Data Analytics Done Right in Oil and Gas

Data Analytics Done Right in Oil and Gas
May 31, 2017|Hector Klie

Data Analytics is a hot topic nowadays, but many companies struggle to implement a stable and productive platform to quickly respond to the needs of the Oil and Gas industry. In my opinion, we can address this problem by effectively executing on the following three components:

  1. Incubating a Data Analytics team
  2. Scaling the application of Data Analytics
  3. Building a data-driven culture

Traditionally, Domain Experts such as Engineers and Geoscientists have received support from two specialized groups:

  • The R&D Staff, which is mostly comprised of mathematicians who focus on numerical models, and statisticians who focus on probabilistic models. Despite the differences, both roles are typically expected to have a solid grasp of the Oil and Gas industry in order to derive practical solutions, and
  • The Tech Support Staff, which is comprised of Computer Scientists or IT Specialists that provide software solutions in the form of scripting, application development, IT product support, software performance optimization, and other similar tasks. The level of domain experience may vary widely within this field.

At the same time, there may be a few Domain Experts who are strong at mathematics or programming and may be able to work on R&D or Tech Support.

However, due to several technological trends and increasing competition, Oil and Gas companies are relying more on specialists that can help make sense of the vast amounts of data to make decisions faster and more accurately. From this need, the Data Science role has been adopted by this industry. Data Science emerged from a combination of developments in Mathematics, Statistics, and Computer Science. In the Oil and Gas industry, Data Scientists are often expected to have a good grasp of the business, otherwise they might fall into a third group of Machine Learning Experts. On the Venn diagram shown below (Fig. 1), I attempt to illustrate how these roles relate to each other.

This is not to say that Data Scientists are unicorns that can fill the shoes of Computer Scientists, Mathematicians or Statisticians, and Domain Experts. Instead, typically a Data Scientist in the Oil and Gas industry will master one or two of these domains, with a basic understanding of another domain. Nevertheless, talented Data Scientists are in high demand and low supply, and to some they may be perceived as unicorns.
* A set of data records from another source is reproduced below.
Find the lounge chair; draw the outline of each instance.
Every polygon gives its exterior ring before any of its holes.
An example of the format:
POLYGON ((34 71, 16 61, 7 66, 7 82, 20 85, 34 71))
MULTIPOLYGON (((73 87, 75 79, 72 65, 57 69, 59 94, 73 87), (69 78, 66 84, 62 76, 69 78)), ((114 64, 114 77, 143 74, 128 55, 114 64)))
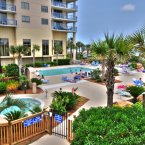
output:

Incubating a Data Analytics Team

Given how difficult it is to find talented Data Scientists, it is often more feasible to gather a group of specialists that can work together towards the goal of solving a wide range of data-driven problems. Below I break down the steps to incubate an exemplary Data Analytics team:

  • Gather individuals with a good balance in Mathematics, Statistics and Computer Science, that also have Oil and Gas experience. These individuals may be easier to find in existing R&D or Tech Support groups.
  • Identify individuals that can adapt quickly and have a keen interest in Data Science.
  • Strive for a team of diverse professionals to ensure a well rounded Data Analytics team. For instance, a Data Scientist with a strong background in Computational Science might complement a Data Scientist with a strong background in Physics to develop data-driven physical models.
Scaling the Application of Data Analytics

Data Scientists are heavily dependent on the availability of large volumes of quality data. However, to facilitate access to these data, a robust data platform is needed. This platform is generally referred to as Big Data, and building such platform is not a trivial task. This is especially true in the Oil and Gas industry where data tend to be very fragmented, diverse, unstandardized, and difficult to access compared to other industries.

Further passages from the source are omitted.